The boss of John Lewis is staring down the barrel of a no confidence vote today, as anger from staff threatens to erupt at her leadership. Dame Sharon White took over as chair of John Lewis Partnership (JLP) in 2020, but has revealed she was considering selling a stake in the company, meaning it was no longer wholly owned by employees.
Following huge losses last year, JLP is desperately trying to turn the ship around and generate growth.
Despite suspending its staff bonus, job cuts now loom large and employees may land a blow against Dame Sharon by voting to oust her.
However, the vote is non-binding, so the 56-year-old chair needn’t necessarily take any notice of the outcome of the vote.

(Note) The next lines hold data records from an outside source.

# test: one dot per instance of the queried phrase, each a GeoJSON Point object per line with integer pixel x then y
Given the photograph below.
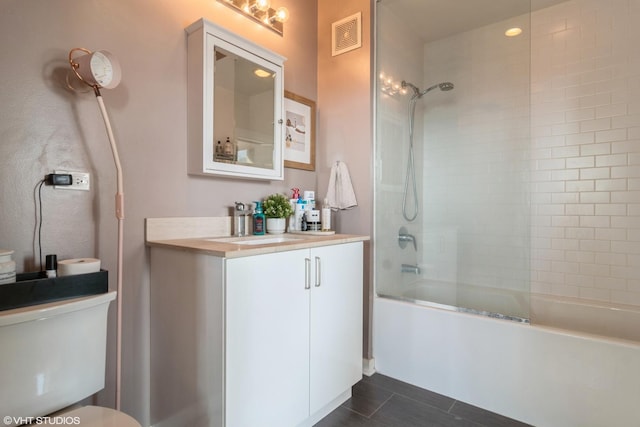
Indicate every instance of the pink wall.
{"type": "Point", "coordinates": [345, 117]}
{"type": "Point", "coordinates": [43, 127]}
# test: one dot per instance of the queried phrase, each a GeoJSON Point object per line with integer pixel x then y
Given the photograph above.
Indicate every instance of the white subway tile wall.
{"type": "Point", "coordinates": [585, 83]}
{"type": "Point", "coordinates": [530, 167]}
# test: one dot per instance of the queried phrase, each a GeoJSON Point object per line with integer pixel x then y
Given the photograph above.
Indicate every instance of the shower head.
{"type": "Point", "coordinates": [444, 86]}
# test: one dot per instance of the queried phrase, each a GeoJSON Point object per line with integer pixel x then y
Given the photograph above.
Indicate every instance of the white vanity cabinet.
{"type": "Point", "coordinates": [283, 343]}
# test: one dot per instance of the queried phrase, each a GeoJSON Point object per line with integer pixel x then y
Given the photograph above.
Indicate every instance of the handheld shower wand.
{"type": "Point", "coordinates": [411, 169]}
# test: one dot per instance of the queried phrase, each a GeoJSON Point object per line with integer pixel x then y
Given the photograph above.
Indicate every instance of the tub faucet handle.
{"type": "Point", "coordinates": [404, 237]}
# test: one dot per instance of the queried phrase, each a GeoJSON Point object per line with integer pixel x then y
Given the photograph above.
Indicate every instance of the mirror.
{"type": "Point", "coordinates": [235, 105]}
{"type": "Point", "coordinates": [243, 122]}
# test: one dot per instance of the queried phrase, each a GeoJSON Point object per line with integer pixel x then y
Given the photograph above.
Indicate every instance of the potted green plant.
{"type": "Point", "coordinates": [277, 209]}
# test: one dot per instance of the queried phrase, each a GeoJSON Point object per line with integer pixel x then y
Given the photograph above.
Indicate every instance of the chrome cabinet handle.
{"type": "Point", "coordinates": [318, 272]}
{"type": "Point", "coordinates": [307, 273]}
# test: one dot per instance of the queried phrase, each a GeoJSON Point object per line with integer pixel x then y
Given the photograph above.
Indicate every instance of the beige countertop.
{"type": "Point", "coordinates": [231, 247]}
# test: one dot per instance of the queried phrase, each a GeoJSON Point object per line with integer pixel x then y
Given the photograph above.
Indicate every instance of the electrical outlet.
{"type": "Point", "coordinates": [79, 181]}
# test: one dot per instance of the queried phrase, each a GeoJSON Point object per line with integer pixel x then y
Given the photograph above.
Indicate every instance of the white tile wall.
{"type": "Point", "coordinates": [585, 86]}
{"type": "Point", "coordinates": [534, 158]}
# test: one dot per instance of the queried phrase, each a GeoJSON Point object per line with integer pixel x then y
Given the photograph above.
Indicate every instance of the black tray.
{"type": "Point", "coordinates": [36, 288]}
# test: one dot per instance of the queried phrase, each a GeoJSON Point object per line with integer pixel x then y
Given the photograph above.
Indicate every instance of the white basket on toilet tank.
{"type": "Point", "coordinates": [53, 356]}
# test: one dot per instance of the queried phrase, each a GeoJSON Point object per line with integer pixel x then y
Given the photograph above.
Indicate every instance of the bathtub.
{"type": "Point", "coordinates": [541, 375]}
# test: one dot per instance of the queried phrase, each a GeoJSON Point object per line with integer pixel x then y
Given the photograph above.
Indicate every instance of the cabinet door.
{"type": "Point", "coordinates": [336, 322]}
{"type": "Point", "coordinates": [267, 340]}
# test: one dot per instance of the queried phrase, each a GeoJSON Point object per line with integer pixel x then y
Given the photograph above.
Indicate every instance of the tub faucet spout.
{"type": "Point", "coordinates": [409, 268]}
{"type": "Point", "coordinates": [405, 237]}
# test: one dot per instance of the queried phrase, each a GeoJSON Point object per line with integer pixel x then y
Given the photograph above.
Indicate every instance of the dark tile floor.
{"type": "Point", "coordinates": [381, 401]}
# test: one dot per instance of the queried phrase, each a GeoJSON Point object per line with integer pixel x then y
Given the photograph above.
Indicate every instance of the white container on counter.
{"type": "Point", "coordinates": [7, 267]}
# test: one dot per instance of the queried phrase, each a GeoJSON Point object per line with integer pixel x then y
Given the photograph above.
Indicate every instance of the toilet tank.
{"type": "Point", "coordinates": [53, 355]}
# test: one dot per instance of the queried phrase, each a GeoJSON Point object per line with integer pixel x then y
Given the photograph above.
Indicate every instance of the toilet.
{"type": "Point", "coordinates": [54, 356]}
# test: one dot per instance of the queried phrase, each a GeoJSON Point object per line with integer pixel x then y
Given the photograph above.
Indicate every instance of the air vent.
{"type": "Point", "coordinates": [346, 34]}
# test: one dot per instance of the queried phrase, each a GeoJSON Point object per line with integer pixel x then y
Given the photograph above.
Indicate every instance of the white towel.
{"type": "Point", "coordinates": [340, 194]}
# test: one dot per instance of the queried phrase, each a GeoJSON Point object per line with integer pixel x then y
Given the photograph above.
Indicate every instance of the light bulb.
{"type": "Point", "coordinates": [262, 5]}
{"type": "Point", "coordinates": [282, 14]}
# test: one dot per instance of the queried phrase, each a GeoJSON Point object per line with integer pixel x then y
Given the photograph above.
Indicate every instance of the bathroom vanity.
{"type": "Point", "coordinates": [260, 330]}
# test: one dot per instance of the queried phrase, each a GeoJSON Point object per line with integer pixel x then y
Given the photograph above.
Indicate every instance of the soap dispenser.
{"type": "Point", "coordinates": [258, 220]}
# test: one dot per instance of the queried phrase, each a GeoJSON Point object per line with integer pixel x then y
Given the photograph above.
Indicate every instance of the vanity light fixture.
{"type": "Point", "coordinates": [261, 12]}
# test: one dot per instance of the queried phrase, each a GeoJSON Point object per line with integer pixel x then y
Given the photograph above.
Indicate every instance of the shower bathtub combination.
{"type": "Point", "coordinates": [507, 206]}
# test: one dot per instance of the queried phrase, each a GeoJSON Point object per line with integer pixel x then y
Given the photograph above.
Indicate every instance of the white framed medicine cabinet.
{"type": "Point", "coordinates": [235, 95]}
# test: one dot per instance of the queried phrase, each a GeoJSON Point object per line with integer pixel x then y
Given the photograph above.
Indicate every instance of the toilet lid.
{"type": "Point", "coordinates": [93, 416]}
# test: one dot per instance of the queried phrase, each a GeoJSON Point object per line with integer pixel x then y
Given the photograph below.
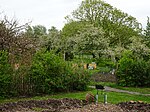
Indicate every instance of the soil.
{"type": "Point", "coordinates": [72, 105]}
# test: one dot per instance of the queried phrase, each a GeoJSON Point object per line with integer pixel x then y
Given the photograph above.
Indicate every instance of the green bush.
{"type": "Point", "coordinates": [132, 71]}
{"type": "Point", "coordinates": [5, 75]}
{"type": "Point", "coordinates": [49, 73]}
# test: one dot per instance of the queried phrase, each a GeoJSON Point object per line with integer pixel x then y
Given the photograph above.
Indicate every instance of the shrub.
{"type": "Point", "coordinates": [5, 75]}
{"type": "Point", "coordinates": [132, 71]}
{"type": "Point", "coordinates": [49, 73]}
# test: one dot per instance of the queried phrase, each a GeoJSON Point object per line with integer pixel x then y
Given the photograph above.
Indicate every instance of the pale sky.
{"type": "Point", "coordinates": [52, 12]}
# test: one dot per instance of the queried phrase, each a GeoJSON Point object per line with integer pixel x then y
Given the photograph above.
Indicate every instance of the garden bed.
{"type": "Point", "coordinates": [72, 105]}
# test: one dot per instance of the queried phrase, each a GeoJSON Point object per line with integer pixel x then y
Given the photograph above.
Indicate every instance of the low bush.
{"type": "Point", "coordinates": [49, 73]}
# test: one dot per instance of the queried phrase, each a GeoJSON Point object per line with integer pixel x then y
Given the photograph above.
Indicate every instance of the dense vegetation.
{"type": "Point", "coordinates": [34, 60]}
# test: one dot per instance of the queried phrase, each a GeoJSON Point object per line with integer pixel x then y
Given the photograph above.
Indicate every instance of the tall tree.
{"type": "Point", "coordinates": [118, 26]}
{"type": "Point", "coordinates": [147, 32]}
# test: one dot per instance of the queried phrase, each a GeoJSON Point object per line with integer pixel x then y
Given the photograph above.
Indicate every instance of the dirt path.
{"type": "Point", "coordinates": [121, 91]}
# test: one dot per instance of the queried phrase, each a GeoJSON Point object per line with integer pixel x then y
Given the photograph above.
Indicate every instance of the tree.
{"type": "Point", "coordinates": [90, 40]}
{"type": "Point", "coordinates": [118, 26]}
{"type": "Point", "coordinates": [147, 33]}
{"type": "Point", "coordinates": [53, 39]}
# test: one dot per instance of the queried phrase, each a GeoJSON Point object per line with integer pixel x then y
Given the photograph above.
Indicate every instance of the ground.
{"type": "Point", "coordinates": [72, 105]}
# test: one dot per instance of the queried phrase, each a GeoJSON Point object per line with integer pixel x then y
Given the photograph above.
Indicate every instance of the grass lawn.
{"type": "Point", "coordinates": [113, 97]}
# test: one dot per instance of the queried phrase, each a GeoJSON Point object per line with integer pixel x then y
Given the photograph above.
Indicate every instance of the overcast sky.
{"type": "Point", "coordinates": [52, 12]}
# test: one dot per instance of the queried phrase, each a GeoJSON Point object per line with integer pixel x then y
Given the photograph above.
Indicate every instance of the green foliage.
{"type": "Point", "coordinates": [5, 75]}
{"type": "Point", "coordinates": [132, 71]}
{"type": "Point", "coordinates": [49, 73]}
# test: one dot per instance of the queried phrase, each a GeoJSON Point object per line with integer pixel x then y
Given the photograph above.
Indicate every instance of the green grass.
{"type": "Point", "coordinates": [113, 97]}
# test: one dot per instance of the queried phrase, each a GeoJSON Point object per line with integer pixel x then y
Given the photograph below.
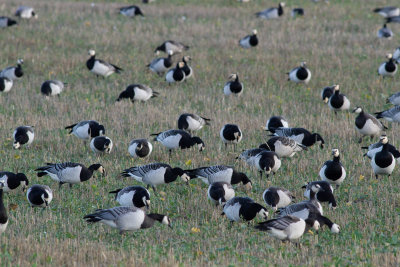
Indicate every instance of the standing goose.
{"type": "Point", "coordinates": [300, 74]}
{"type": "Point", "coordinates": [69, 173]}
{"type": "Point", "coordinates": [333, 171]}
{"type": "Point", "coordinates": [137, 92]}
{"type": "Point", "coordinates": [23, 135]}
{"type": "Point", "coordinates": [300, 135]}
{"type": "Point", "coordinates": [243, 208]}
{"type": "Point", "coordinates": [249, 41]}
{"type": "Point", "coordinates": [132, 196]}
{"type": "Point", "coordinates": [127, 218]}
{"type": "Point", "coordinates": [220, 192]}
{"type": "Point", "coordinates": [100, 67]}
{"type": "Point", "coordinates": [155, 174]}
{"type": "Point", "coordinates": [12, 181]}
{"type": "Point", "coordinates": [338, 101]}
{"type": "Point", "coordinates": [366, 124]}
{"type": "Point", "coordinates": [277, 197]}
{"type": "Point", "coordinates": [140, 148]}
{"type": "Point", "coordinates": [383, 162]}
{"type": "Point", "coordinates": [219, 173]}
{"type": "Point", "coordinates": [389, 68]}
{"type": "Point", "coordinates": [162, 64]}
{"type": "Point", "coordinates": [13, 73]}
{"type": "Point", "coordinates": [191, 122]}
{"type": "Point", "coordinates": [39, 195]}
{"type": "Point", "coordinates": [272, 13]}
{"type": "Point", "coordinates": [233, 86]}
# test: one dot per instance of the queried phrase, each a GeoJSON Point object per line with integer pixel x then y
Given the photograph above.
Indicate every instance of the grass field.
{"type": "Point", "coordinates": [338, 40]}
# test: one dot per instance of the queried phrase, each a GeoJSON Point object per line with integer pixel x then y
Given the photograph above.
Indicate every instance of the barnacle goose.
{"type": "Point", "coordinates": [12, 181]}
{"type": "Point", "coordinates": [100, 67]}
{"type": "Point", "coordinates": [132, 196]}
{"type": "Point", "coordinates": [243, 208]}
{"type": "Point", "coordinates": [174, 46]}
{"type": "Point", "coordinates": [272, 13]}
{"type": "Point", "coordinates": [249, 41]}
{"type": "Point", "coordinates": [192, 122]}
{"type": "Point", "coordinates": [140, 148]}
{"type": "Point", "coordinates": [220, 192]}
{"type": "Point", "coordinates": [301, 136]}
{"type": "Point", "coordinates": [383, 161]}
{"type": "Point", "coordinates": [300, 74]}
{"type": "Point", "coordinates": [39, 195]}
{"type": "Point", "coordinates": [155, 174]}
{"type": "Point", "coordinates": [13, 73]}
{"type": "Point", "coordinates": [389, 68]}
{"type": "Point", "coordinates": [127, 218]}
{"type": "Point", "coordinates": [366, 124]}
{"type": "Point", "coordinates": [338, 101]}
{"type": "Point", "coordinates": [219, 173]}
{"type": "Point", "coordinates": [101, 144]}
{"type": "Point", "coordinates": [277, 197]}
{"type": "Point", "coordinates": [233, 86]}
{"type": "Point", "coordinates": [23, 135]}
{"type": "Point", "coordinates": [162, 64]}
{"type": "Point", "coordinates": [69, 173]}
{"type": "Point", "coordinates": [333, 171]}
{"type": "Point", "coordinates": [137, 92]}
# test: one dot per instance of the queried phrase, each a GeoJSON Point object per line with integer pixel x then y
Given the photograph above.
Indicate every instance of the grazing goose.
{"type": "Point", "coordinates": [25, 12]}
{"type": "Point", "coordinates": [300, 74]}
{"type": "Point", "coordinates": [137, 92]}
{"type": "Point", "coordinates": [155, 174]}
{"type": "Point", "coordinates": [39, 195]}
{"type": "Point", "coordinates": [276, 122]}
{"type": "Point", "coordinates": [132, 196]}
{"type": "Point", "coordinates": [325, 194]}
{"type": "Point", "coordinates": [52, 87]}
{"type": "Point", "coordinates": [287, 228]}
{"type": "Point", "coordinates": [131, 11]}
{"type": "Point", "coordinates": [272, 13]}
{"type": "Point", "coordinates": [23, 135]}
{"type": "Point", "coordinates": [6, 22]}
{"type": "Point", "coordinates": [86, 129]}
{"type": "Point", "coordinates": [100, 67]}
{"type": "Point", "coordinates": [230, 133]}
{"type": "Point", "coordinates": [388, 11]}
{"type": "Point", "coordinates": [389, 68]}
{"type": "Point", "coordinates": [13, 73]}
{"type": "Point", "coordinates": [162, 64]}
{"type": "Point", "coordinates": [249, 41]}
{"type": "Point", "coordinates": [191, 122]}
{"type": "Point", "coordinates": [338, 101]}
{"type": "Point", "coordinates": [69, 173]}
{"type": "Point", "coordinates": [243, 208]}
{"type": "Point", "coordinates": [233, 86]}
{"type": "Point", "coordinates": [300, 135]}
{"type": "Point", "coordinates": [140, 148]}
{"type": "Point", "coordinates": [176, 74]}
{"type": "Point", "coordinates": [333, 171]}
{"type": "Point", "coordinates": [175, 47]}
{"type": "Point", "coordinates": [12, 181]}
{"type": "Point", "coordinates": [5, 84]}
{"type": "Point", "coordinates": [220, 192]}
{"type": "Point", "coordinates": [127, 218]}
{"type": "Point", "coordinates": [101, 144]}
{"type": "Point", "coordinates": [383, 161]}
{"type": "Point", "coordinates": [277, 197]}
{"type": "Point", "coordinates": [283, 146]}
{"type": "Point", "coordinates": [366, 124]}
{"type": "Point", "coordinates": [385, 32]}
{"type": "Point", "coordinates": [220, 173]}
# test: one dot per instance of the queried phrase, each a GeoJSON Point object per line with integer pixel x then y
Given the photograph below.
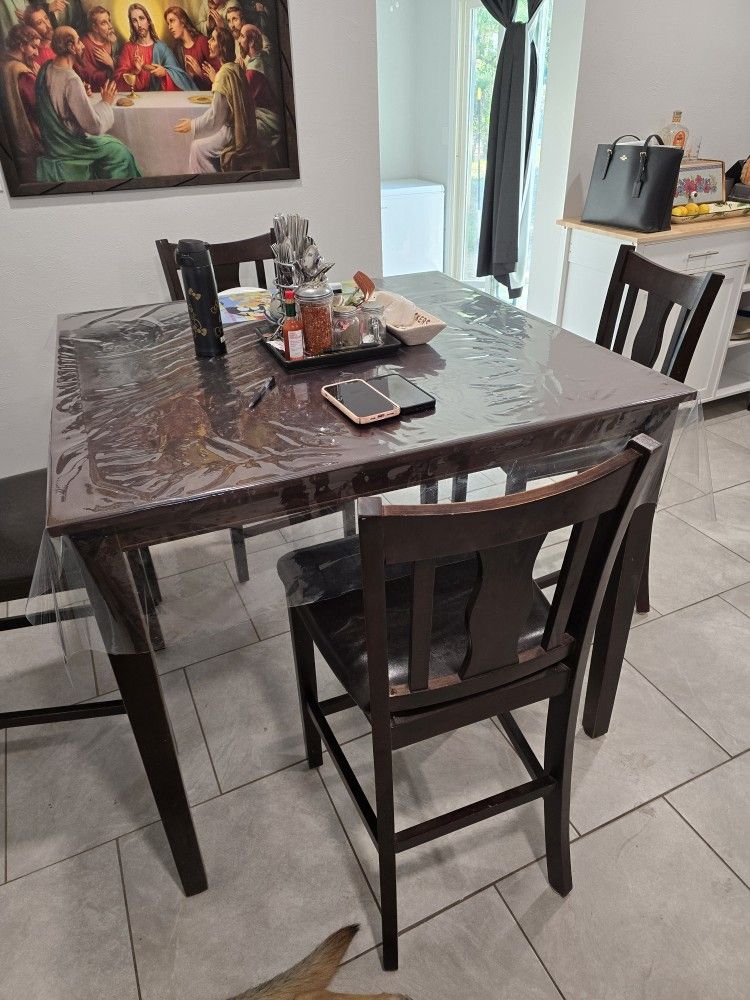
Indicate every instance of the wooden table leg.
{"type": "Point", "coordinates": [614, 623]}
{"type": "Point", "coordinates": [113, 597]}
{"type": "Point", "coordinates": [616, 615]}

That said, JLP has a culture of giving their staff a voice and blanking the will of employees may not be something Dame Sharon could stomach.
Staff, known at JLP as Partners, elect councillors that meet biannually to scrutinise the performance of the company and pass a vote of confidence in the leadership.
The vote comes with JLP in a sticky situation. The company has been battling to compete with other retailers like Amazon and Primark, according to the BBC, and its supermarket brand Waitrose has been outshone by Tesco and Aldi during the cost of living crisis.
The bombshell vote will be held during a marathon all-day meeting at John Lewis’s Odney Club in Maidenhead, Berkshire.
After Dame Sharon took over, the company posted a loss of £517million, after which a series of store closures were announced.
Job losses seem inevitable as the firm intends to cut £900million in costs by January 2026.
After the 85,000 partners were told in March that for the second time in three years they would have to go without their annual bonus, 85 percent of the fewer than 1,000 staff surveyed said they were not confident the company was able to deliver its strategy.
Retail experts and former John Lewis senior staff expressed concern at Dame Sharon’s suggestion that she may sell a stake in the company.
Former managing director of the retailer said earlier this year that the idea would be a “tragedy” if carried out.
Former JLP partner and retail managing director at GlobalData, Neil Saunders, admitted there was a “bit of doubt” about how the vote would go.
He also criticised the move to sell a stake in the retailer, telling the Today programme: “It’s supposed to be a business that is solely owned by the partners and doesn’t have to answer to outside financial investors”.
“A lot of partners are very concerned about that because it really contradicts the ethos and spirit of the partnership.”